Осень ацтека - Гэри Дженнингс 51 стр.


— Вы, испанцы, называете меня Хуан Британико. Кто вы?

— Джон Британец? — изумлённо перебил меня тот, что постарше, и они возбуждённо зачирикали между собой. Разобрать можно было лишь это, постоянно повторявшееся слово: «Британец».

— Пожалуйста, — попросил я, — говорите по-испански, если можно.

Так они и поступили, во всяком случае, постарались. Правда, в нынешнем моём изложении их испанский выглядит куда более беглым, а вот некоторые мои попытки воспроизвести их гусиные слова, возможно, не слишком удачны.

— Прошу прощения, Джон Британец, — сказал старший из двух. — Я сказал Майлзу, что должна же была нам с ним рано или поздно улыбнуться удача. Похоже, ты тоже, как и мы, не пришёлся у испанцев ко двору. Но, Богом клянусь, кэпт’н, на британца ты тоже не похож.

— Не знаю, кто такие британцы, но я точно не из них. Я ацтек, по-вашему — индеец, и на самом деле меня зовут Теотль-Тенамакстли.

Оба белых человека посмотрели на меня с таким откровенным непониманием, какое может быть только на лицах белых.

— Христианским именем Хуан Британико меня не называет никто, кроме испанцев.

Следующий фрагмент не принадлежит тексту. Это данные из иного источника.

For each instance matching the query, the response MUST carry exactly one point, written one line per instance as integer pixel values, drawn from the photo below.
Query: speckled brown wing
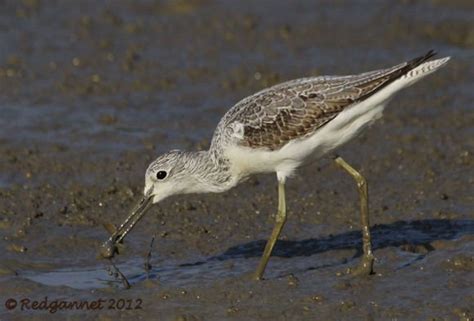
(275, 116)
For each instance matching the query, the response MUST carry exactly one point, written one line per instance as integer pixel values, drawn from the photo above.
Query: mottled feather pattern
(295, 109)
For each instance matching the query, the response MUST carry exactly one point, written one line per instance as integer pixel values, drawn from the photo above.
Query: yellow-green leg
(280, 221)
(367, 263)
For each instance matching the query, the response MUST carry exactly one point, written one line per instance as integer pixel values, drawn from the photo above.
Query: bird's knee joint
(361, 181)
(280, 217)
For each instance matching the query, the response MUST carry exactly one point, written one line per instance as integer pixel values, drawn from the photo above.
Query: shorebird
(277, 130)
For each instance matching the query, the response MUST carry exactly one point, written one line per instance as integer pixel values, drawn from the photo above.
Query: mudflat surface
(91, 92)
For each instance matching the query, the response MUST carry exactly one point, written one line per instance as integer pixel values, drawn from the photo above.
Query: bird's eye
(161, 175)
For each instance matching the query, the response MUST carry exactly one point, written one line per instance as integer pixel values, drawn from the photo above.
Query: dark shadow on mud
(420, 232)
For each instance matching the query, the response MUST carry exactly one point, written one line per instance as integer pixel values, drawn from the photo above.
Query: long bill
(109, 247)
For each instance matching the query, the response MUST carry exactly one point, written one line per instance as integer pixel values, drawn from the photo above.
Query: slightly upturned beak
(109, 247)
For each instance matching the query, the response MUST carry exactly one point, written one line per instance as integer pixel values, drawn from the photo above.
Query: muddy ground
(91, 92)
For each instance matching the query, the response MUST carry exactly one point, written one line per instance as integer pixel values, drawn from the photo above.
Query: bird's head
(169, 174)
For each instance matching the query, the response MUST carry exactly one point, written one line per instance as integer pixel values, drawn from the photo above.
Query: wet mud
(91, 92)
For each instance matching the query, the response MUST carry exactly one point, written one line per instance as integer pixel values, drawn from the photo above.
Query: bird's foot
(365, 267)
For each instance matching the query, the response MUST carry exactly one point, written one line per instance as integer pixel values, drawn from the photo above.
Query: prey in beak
(110, 247)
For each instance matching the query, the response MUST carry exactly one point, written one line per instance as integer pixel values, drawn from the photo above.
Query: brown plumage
(297, 108)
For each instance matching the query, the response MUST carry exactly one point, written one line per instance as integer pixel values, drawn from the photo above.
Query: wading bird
(277, 130)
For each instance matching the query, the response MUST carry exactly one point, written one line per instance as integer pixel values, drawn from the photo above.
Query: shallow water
(91, 92)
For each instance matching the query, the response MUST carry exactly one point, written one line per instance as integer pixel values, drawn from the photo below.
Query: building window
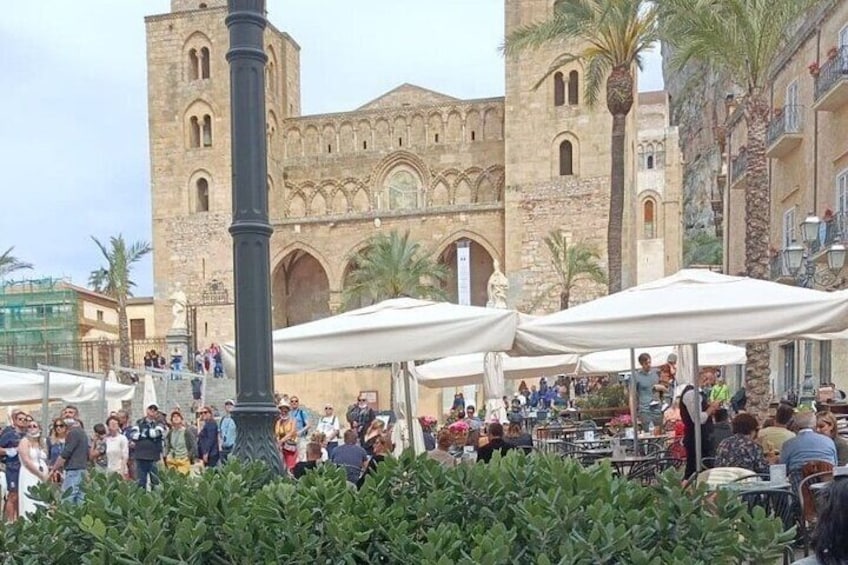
(566, 159)
(559, 89)
(138, 330)
(648, 219)
(573, 88)
(202, 186)
(403, 190)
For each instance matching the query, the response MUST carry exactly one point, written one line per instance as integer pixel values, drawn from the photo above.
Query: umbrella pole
(407, 399)
(632, 391)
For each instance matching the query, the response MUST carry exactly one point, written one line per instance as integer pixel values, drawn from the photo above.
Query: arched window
(193, 65)
(207, 131)
(194, 132)
(573, 88)
(648, 219)
(204, 62)
(403, 190)
(202, 197)
(559, 89)
(566, 159)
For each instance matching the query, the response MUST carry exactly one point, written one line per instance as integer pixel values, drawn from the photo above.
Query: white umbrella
(709, 354)
(691, 306)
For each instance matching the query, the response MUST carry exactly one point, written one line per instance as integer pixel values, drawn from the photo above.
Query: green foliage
(391, 266)
(519, 509)
(702, 248)
(9, 263)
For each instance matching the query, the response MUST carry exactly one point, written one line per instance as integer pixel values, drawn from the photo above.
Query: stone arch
(492, 124)
(558, 146)
(347, 138)
(294, 143)
(300, 286)
(481, 262)
(417, 131)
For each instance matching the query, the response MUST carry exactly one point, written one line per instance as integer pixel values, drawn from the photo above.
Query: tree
(573, 263)
(702, 248)
(741, 40)
(391, 266)
(612, 35)
(113, 280)
(9, 263)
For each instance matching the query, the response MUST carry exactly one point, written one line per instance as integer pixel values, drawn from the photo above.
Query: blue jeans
(145, 470)
(71, 486)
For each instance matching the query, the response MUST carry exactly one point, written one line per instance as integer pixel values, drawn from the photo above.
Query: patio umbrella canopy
(464, 370)
(396, 330)
(691, 306)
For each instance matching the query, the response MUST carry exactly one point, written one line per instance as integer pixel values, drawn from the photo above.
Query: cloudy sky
(73, 140)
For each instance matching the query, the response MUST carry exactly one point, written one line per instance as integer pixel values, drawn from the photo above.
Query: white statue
(497, 288)
(179, 309)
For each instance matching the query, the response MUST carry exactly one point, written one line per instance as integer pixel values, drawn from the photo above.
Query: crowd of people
(66, 453)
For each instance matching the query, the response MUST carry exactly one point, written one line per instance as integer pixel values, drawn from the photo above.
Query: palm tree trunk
(757, 220)
(616, 210)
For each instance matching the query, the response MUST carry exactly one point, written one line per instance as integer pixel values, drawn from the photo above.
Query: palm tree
(573, 263)
(391, 266)
(113, 280)
(612, 36)
(9, 263)
(741, 40)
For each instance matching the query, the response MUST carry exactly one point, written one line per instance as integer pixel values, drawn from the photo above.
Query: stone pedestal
(179, 340)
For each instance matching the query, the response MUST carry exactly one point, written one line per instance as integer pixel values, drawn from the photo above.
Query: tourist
(180, 445)
(286, 432)
(495, 443)
(34, 469)
(117, 448)
(10, 438)
(831, 543)
(645, 379)
(806, 446)
(826, 424)
(228, 431)
(148, 436)
(442, 452)
(207, 439)
(74, 461)
(518, 438)
(721, 427)
(774, 436)
(741, 449)
(328, 425)
(313, 458)
(351, 456)
(694, 405)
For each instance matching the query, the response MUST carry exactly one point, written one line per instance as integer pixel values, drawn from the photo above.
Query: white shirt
(329, 426)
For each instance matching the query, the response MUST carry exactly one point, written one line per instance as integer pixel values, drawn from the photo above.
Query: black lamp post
(255, 411)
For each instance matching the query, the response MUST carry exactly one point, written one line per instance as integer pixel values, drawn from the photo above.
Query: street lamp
(255, 412)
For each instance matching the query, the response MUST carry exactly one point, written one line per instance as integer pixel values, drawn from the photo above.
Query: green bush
(535, 509)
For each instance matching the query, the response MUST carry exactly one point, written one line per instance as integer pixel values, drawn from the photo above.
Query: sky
(73, 137)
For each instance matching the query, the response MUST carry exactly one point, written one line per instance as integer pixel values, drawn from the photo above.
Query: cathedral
(475, 181)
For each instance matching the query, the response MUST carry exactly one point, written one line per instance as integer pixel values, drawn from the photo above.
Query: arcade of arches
(300, 286)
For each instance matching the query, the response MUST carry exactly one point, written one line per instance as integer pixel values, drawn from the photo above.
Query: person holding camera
(148, 436)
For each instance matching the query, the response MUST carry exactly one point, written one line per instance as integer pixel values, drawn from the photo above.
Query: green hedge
(536, 509)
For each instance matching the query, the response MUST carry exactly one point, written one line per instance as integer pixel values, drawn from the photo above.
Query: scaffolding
(39, 323)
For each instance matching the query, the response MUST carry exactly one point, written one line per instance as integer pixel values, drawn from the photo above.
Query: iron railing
(832, 71)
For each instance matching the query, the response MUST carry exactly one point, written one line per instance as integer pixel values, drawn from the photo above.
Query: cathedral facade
(474, 181)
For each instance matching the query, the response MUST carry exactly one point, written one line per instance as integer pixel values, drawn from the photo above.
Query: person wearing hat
(286, 432)
(228, 430)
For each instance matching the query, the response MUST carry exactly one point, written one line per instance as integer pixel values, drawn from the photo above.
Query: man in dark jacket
(207, 439)
(148, 435)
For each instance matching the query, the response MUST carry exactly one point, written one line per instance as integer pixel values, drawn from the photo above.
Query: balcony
(832, 83)
(738, 168)
(784, 132)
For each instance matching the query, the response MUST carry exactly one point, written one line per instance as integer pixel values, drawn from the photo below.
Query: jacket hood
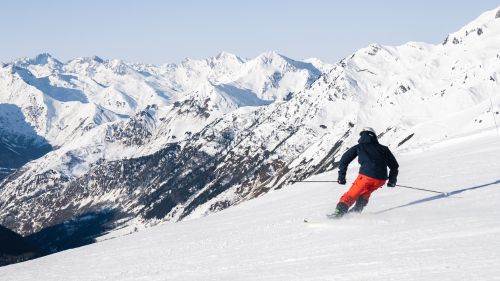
(367, 137)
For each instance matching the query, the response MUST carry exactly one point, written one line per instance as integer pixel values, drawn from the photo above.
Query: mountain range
(122, 146)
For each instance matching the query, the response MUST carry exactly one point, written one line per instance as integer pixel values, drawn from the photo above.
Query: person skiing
(374, 159)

Они снова обменялись невразумительным шипением, в котором мне удалось разобрать лишь несколько раз произнесённое слово «христианин». Затем старший снова обратился ко мне:

— Стало быть, ты, кэпт’н, одновременно индеец и христианин. Но неужели ты принадлежишь к числу этих проклятых папистов? Или являешься благочестивым последователем англиканской епископальной церкви?

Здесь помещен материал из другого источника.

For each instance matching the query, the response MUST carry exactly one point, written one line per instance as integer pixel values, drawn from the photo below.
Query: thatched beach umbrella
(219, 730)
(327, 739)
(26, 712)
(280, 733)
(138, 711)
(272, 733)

— Никакой я вам не христианин! — вырвалось у меня. — И вообще, вопросы здесь задаю я! Кто вы такие? Отвечайте немедленно!

Они представились, и теперь, похоже, моё лицо сделалось столь же изумлённым и непонимающим, как чуть раньше физиономии этих иноземцев. Их имена, произнесённые на гусиный лад, звучали так, что их скорее могли бы носить йаки, но никак не испанцы.

— Ладно, — сказал старший, заметив мою растерянность. — Я умею писать.

Он огляделся по сторонам в поисках острого камня, продолжая говорить:

— Я ведь не кто-нибудь, а корабельный штурман. Тот, кого испанцы называют navegador. Ну а Майлз — всего лишь палубный матрос, что с него взять?

Камнем, используя те же знаки, что и испанцы, он начертил на земле их имена, которые я благодаря этому могу воспроизвести здесь точно.

— ДЖОБ ХОРТОП — это я. МАЙЛЗ ФИЛИПС — это он.

Чужеземец упоминал корабли и море, поэтому я спросил:

— Вы состоите на морской службе у короля Карлоса?

— У короля Карлоса?! — взревели они одновременно, и младший с негодованием добавил: — Мы служим славному королю Генриху Английскому, благослови Бог его бесстыжие яйца! Именно потому, чёрт возьми, мы сейчас и находимся там, где находимся!

— Прости его, Джон Британец, — попросил старший. — Он грубиян, но где простому матросу набраться манер?

— Мне доводилось слышать об Англии, — сказал я, вспомнив давнишний разговор с падре Васко. — Может быть, вы знакомы с доном Томасом Мором?

Снова последовали непонимающие взгляды.

— Или с его книгой об Утопии?

Тут штурман, что бы ни значило это слово, вздохнул и сказал:

— Прошу прощения, кэпт ’ н. Грамоту я знаю, даже писать, как ты видел, малость умею. Но чтобы читать книжки — это уж слишком!

Я тоже вздохнул и попросил:

— Пожалуйста, расскажи мне, как вы здесь оказались.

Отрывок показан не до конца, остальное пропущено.